Daqui a dois meses, o sopro de vento gelado irá se dissolver em enganosas manhãs de sol. Estaremos então agradecendo pelo fim da pandemia? Este acontecimento forte e simbólico terá ou trará algum novo valor para a humanidade? Acredito que sim. E também que estaremos melhores em várias dimensões da existência. Tristes, talvez, pela imposição da mudança dos hábitos, das relações, do trabalho. Por tudo e todos que nos colocaram diante da perspectiva de mortes reais e simbólicas tão perto a cada dia. Daqui a 50 anos, contaremos essas histórias políticas, sociais, culturais, poéticas e trágicas, registradas para sempre em cada um de nós e na memória do mundo.

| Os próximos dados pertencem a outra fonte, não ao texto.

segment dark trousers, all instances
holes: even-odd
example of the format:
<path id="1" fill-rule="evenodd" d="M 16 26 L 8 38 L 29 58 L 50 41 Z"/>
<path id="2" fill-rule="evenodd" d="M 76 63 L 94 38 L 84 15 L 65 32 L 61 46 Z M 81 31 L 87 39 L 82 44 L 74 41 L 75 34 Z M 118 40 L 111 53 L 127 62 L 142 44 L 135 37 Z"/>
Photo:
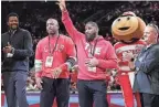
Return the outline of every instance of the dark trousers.
<path id="1" fill-rule="evenodd" d="M 29 107 L 26 101 L 28 73 L 22 71 L 2 73 L 8 107 Z"/>
<path id="2" fill-rule="evenodd" d="M 140 94 L 141 107 L 159 107 L 159 95 Z"/>
<path id="3" fill-rule="evenodd" d="M 42 78 L 40 107 L 52 107 L 56 97 L 57 107 L 68 107 L 70 81 L 68 78 Z"/>
<path id="4" fill-rule="evenodd" d="M 105 81 L 78 79 L 77 89 L 81 107 L 108 107 Z"/>

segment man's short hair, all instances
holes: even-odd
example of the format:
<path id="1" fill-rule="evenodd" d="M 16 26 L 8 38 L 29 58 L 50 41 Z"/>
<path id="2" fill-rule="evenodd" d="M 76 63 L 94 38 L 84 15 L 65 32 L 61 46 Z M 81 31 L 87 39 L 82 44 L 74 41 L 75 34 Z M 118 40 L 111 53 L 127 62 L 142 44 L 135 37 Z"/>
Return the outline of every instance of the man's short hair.
<path id="1" fill-rule="evenodd" d="M 158 34 L 157 35 L 157 41 L 159 42 L 159 28 L 158 28 L 158 25 L 156 25 L 153 23 L 148 23 L 147 25 L 153 28 L 157 31 L 157 34 Z"/>
<path id="2" fill-rule="evenodd" d="M 11 12 L 7 15 L 7 21 L 9 21 L 10 17 L 17 17 L 19 19 L 19 15 L 15 12 Z"/>
<path id="3" fill-rule="evenodd" d="M 158 25 L 156 25 L 153 23 L 148 23 L 147 25 L 153 28 L 157 31 L 158 35 L 159 35 L 159 28 L 158 28 Z"/>

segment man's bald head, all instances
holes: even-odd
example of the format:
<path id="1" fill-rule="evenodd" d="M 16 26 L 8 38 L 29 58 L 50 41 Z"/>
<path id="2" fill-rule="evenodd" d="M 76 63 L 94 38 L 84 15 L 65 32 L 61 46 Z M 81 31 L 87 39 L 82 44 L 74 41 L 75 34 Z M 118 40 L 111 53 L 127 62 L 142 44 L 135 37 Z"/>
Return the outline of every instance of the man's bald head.
<path id="1" fill-rule="evenodd" d="M 46 31 L 50 35 L 59 33 L 59 22 L 55 19 L 50 18 L 46 21 Z"/>

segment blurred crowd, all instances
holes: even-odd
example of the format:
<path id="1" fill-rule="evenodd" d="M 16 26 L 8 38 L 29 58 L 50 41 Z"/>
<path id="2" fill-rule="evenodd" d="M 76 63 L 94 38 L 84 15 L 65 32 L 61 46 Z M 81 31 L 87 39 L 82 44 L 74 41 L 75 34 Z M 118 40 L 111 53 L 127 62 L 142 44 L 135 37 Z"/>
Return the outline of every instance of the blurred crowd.
<path id="1" fill-rule="evenodd" d="M 68 1 L 67 9 L 75 26 L 84 32 L 87 21 L 95 21 L 99 26 L 99 34 L 115 44 L 117 41 L 112 36 L 110 26 L 113 21 L 125 11 L 134 11 L 146 23 L 152 22 L 159 25 L 158 1 Z M 1 32 L 7 31 L 6 17 L 10 12 L 17 12 L 20 17 L 20 26 L 29 30 L 32 34 L 33 49 L 38 42 L 46 36 L 45 21 L 55 18 L 60 22 L 60 31 L 65 32 L 61 22 L 61 11 L 55 1 L 2 1 L 1 2 Z M 28 77 L 28 90 L 39 90 L 34 79 L 34 56 L 30 58 L 30 72 Z M 117 83 L 116 69 L 106 72 L 108 90 L 120 89 Z M 71 74 L 71 90 L 76 92 L 76 73 Z M 3 86 L 2 86 L 3 88 Z"/>

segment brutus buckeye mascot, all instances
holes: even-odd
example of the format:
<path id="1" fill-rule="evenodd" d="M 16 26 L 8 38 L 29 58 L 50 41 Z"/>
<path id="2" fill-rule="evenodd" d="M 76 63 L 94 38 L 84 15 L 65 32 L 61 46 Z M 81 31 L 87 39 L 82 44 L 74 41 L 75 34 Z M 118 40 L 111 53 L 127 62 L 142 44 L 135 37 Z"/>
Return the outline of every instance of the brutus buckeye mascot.
<path id="1" fill-rule="evenodd" d="M 126 107 L 135 107 L 132 84 L 135 72 L 128 66 L 126 53 L 131 52 L 135 56 L 140 52 L 145 42 L 140 39 L 146 28 L 145 22 L 134 12 L 124 12 L 112 25 L 113 36 L 118 40 L 114 46 L 119 61 L 118 81 L 123 90 Z M 135 93 L 137 107 L 140 106 L 139 93 Z"/>

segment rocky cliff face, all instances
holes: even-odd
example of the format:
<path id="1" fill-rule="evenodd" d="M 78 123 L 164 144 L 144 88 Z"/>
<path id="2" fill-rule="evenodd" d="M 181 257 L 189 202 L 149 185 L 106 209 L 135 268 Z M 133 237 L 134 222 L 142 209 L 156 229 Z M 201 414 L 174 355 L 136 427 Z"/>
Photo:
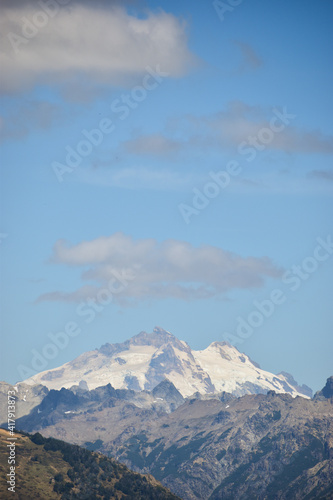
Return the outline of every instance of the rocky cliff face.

Este é um tempo divisor de águas. Um intervalo que nos propõe rever relações familiares e pessoais, ressignificar visões de mundo, valores sobre bem-estar, saúde, economia, vida e morte. Antes e depois. Pode ser uma ponte, pode ser uma cisão (que tal dar uma olhada no texto da edição passada?). Eros e Tânatos, ativos em campo, nos sopram em arrepios diários, a vida e a morte de nossos corpos, e o próprio fim de um tempo em si. Uma fenda listada nas dimensões entre o que foi e o que será da humanidade. Gênesis ou apocalipse?
Às 18h31 do dia 3 de abril de 1970, o Brasil era um país sob ditadura. O sopro da brisa era feito de censura de encontros, ideias, criações, imprensa, arte. Ela assombrava, ameaçadora, a vida real. Para Elis Regina, era o ano do lançamento do álbum que, até hoje, é considerado um divisor de águas na carreira da cantora. Em Pleno Verão, nascia como o sol de um dia diferente. A chegada de uma nova estação, a quarentena, a dúvida ou medo ressignificaram o trabalho de Elis Regina.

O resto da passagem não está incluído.